According to Jacoby, the phone scammers used social engineering to trick their victims – gaining the confidence of unwary individuals to get what they want. Targets of phone scammers are usually those who stay at home, such as the elderly, unemployed or those who are not technically-savvy, who they consider easy prey.

In this case, the criminals targeted people in countries where people speak good English – including the UK, Australia, the Netherlands and countries in Northern Europe.

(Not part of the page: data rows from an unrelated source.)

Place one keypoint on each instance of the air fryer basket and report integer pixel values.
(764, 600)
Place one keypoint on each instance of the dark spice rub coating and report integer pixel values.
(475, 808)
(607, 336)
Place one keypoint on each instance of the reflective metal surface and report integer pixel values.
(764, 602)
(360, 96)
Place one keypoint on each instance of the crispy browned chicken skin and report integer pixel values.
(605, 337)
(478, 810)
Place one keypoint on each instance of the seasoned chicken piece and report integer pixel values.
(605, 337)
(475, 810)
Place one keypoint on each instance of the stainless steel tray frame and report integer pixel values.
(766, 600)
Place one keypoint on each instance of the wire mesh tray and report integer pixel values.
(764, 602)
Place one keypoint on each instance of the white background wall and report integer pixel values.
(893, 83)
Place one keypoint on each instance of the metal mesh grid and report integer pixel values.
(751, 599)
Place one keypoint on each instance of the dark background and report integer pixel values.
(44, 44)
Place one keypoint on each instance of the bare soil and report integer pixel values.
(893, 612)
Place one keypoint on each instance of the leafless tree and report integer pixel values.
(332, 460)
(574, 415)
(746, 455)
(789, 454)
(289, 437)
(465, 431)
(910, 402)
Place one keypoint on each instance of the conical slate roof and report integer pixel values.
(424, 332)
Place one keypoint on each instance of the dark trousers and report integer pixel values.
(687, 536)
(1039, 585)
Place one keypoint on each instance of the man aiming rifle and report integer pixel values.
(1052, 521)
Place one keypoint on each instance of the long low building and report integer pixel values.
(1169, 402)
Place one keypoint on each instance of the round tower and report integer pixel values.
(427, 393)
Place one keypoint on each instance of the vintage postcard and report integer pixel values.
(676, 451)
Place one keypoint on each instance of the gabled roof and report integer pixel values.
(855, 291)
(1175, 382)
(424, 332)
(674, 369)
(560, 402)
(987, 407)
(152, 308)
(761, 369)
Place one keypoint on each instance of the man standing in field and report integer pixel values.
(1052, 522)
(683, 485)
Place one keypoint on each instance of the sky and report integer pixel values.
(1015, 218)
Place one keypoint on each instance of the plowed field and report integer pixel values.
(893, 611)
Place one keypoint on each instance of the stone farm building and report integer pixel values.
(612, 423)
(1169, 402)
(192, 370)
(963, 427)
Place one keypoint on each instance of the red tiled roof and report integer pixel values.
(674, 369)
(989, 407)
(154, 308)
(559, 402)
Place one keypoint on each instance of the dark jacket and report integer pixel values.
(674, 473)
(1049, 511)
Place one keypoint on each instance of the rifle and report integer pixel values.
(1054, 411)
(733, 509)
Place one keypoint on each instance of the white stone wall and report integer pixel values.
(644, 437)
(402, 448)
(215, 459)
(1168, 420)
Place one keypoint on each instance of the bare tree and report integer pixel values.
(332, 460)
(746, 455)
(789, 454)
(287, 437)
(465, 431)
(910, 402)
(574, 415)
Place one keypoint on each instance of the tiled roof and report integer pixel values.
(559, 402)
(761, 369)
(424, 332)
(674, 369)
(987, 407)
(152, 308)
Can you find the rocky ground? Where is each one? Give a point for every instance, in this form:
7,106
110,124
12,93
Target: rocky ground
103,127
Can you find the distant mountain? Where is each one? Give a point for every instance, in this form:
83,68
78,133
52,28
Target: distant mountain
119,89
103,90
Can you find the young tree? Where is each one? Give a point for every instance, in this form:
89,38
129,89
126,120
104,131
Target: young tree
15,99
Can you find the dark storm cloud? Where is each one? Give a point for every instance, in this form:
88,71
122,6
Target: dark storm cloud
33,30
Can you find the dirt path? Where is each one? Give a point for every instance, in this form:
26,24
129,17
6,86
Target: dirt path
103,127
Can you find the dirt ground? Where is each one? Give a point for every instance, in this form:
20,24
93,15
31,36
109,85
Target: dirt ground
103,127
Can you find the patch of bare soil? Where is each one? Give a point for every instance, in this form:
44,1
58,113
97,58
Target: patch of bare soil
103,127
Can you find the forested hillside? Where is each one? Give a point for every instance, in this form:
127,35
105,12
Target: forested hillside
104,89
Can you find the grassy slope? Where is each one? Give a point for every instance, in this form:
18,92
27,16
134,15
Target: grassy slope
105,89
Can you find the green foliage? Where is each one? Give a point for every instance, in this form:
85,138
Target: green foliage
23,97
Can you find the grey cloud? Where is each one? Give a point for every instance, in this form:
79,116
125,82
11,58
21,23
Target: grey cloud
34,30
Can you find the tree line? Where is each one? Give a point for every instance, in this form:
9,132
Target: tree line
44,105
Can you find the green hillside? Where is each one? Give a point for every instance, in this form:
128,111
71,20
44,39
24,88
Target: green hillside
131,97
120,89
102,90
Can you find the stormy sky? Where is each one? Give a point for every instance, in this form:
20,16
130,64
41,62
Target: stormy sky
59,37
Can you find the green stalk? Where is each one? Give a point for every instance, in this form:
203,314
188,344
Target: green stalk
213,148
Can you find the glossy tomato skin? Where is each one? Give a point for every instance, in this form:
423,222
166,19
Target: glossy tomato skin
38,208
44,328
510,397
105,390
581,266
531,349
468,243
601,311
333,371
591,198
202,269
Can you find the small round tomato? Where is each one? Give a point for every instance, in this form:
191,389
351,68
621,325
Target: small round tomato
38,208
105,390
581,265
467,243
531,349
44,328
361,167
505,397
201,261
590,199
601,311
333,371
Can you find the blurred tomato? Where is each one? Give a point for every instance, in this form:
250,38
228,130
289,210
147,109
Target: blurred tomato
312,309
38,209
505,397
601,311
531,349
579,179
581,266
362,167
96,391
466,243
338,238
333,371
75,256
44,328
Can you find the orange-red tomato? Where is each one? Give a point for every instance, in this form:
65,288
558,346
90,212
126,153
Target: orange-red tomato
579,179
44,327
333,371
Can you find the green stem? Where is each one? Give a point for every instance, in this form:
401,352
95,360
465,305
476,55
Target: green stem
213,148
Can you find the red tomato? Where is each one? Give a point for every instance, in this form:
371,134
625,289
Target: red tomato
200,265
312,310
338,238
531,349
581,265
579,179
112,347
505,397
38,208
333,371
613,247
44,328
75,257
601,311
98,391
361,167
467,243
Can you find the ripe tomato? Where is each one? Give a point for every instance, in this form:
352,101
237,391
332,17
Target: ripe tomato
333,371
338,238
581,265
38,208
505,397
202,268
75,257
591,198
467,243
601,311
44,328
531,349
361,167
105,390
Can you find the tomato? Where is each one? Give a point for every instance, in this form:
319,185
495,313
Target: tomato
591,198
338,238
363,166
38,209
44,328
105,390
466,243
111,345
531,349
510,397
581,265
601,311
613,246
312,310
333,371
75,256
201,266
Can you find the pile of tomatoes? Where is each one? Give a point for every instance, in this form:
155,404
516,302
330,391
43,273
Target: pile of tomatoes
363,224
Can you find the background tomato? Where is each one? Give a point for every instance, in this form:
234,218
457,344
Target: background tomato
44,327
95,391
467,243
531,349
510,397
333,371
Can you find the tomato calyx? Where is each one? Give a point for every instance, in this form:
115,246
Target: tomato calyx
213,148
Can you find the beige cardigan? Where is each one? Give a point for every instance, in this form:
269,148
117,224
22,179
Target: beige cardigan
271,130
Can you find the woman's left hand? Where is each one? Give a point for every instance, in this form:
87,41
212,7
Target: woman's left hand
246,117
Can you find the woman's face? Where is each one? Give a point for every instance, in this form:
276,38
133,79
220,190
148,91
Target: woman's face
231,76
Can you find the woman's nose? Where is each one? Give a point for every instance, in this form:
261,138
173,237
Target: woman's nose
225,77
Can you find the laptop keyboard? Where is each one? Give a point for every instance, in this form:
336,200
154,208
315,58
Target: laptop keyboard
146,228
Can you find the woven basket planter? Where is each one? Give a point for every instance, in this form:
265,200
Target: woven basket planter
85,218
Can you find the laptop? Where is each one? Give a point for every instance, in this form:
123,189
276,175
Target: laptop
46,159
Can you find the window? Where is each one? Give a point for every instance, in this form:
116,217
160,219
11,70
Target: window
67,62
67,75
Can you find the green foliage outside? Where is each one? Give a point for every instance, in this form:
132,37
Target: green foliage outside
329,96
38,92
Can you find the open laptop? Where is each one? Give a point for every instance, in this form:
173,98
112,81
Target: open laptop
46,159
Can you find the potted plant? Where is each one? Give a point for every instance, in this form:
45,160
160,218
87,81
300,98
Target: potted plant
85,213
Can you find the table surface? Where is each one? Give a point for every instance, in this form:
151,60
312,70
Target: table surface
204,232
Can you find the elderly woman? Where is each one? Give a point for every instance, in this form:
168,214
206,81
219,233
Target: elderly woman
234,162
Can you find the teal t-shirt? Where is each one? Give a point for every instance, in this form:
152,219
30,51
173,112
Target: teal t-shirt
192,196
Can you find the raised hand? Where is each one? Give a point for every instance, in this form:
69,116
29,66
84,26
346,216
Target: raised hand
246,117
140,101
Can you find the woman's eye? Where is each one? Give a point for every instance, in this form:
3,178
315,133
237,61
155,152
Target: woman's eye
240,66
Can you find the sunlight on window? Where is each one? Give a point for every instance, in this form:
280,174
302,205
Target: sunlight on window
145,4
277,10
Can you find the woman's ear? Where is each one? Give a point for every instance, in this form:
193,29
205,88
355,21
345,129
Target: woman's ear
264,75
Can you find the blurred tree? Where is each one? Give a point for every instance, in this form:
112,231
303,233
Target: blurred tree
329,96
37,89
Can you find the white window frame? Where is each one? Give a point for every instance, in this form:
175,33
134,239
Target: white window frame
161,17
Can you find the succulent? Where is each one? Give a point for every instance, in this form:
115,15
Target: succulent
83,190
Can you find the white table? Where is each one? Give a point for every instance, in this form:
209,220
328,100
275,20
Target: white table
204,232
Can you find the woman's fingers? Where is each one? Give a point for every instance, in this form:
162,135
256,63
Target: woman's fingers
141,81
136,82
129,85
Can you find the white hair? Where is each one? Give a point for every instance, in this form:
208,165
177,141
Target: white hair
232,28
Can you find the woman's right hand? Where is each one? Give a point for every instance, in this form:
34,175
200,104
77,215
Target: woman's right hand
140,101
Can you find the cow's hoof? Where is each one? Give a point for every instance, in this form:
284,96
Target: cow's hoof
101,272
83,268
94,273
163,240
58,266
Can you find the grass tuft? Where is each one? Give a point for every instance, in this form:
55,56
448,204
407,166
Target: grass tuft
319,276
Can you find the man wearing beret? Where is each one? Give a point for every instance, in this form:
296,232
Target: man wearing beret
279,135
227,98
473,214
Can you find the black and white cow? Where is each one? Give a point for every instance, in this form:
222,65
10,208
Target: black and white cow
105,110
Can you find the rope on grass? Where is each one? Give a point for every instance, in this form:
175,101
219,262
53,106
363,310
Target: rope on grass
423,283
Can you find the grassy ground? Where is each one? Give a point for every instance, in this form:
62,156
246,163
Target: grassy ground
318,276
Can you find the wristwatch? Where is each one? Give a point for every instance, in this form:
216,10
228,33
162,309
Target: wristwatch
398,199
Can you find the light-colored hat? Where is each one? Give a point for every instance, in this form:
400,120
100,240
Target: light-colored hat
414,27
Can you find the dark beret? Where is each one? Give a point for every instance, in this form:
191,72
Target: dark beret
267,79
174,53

“If cases like this get exposed to the public more, then fewer people will be victimised and the cyber-criminals will have nothing to earn,” the security analyst said.

“Law enforcement is an important ally in the fight against cyber-crime,” said Maxim Mitrokhin, managing director for Kaspersky Lab Asia Pacific. This investigation has proved to be lengthy and complex and we welcome the high level of commitment and collaboration displayed by the Cyber Crime Investigation Cell.”

The Cyber Crime Investigation Cell believes that partnerships with cyber-security experts are important in helping it to build its own cyber-expertise.

“While India is regarded as an IT power, it has also become a favoured hub for cyber-criminals in the APAC region,” said Rajshri Banerjee, inspector-in-charge, Cyber Crime Investigation Cell, CID, West Bengal. “We face many challenges dealing with cyber-crimes, but our cooperation with key experts such as Kaspersky Lab helps to strengthen our cyber-capabilities.”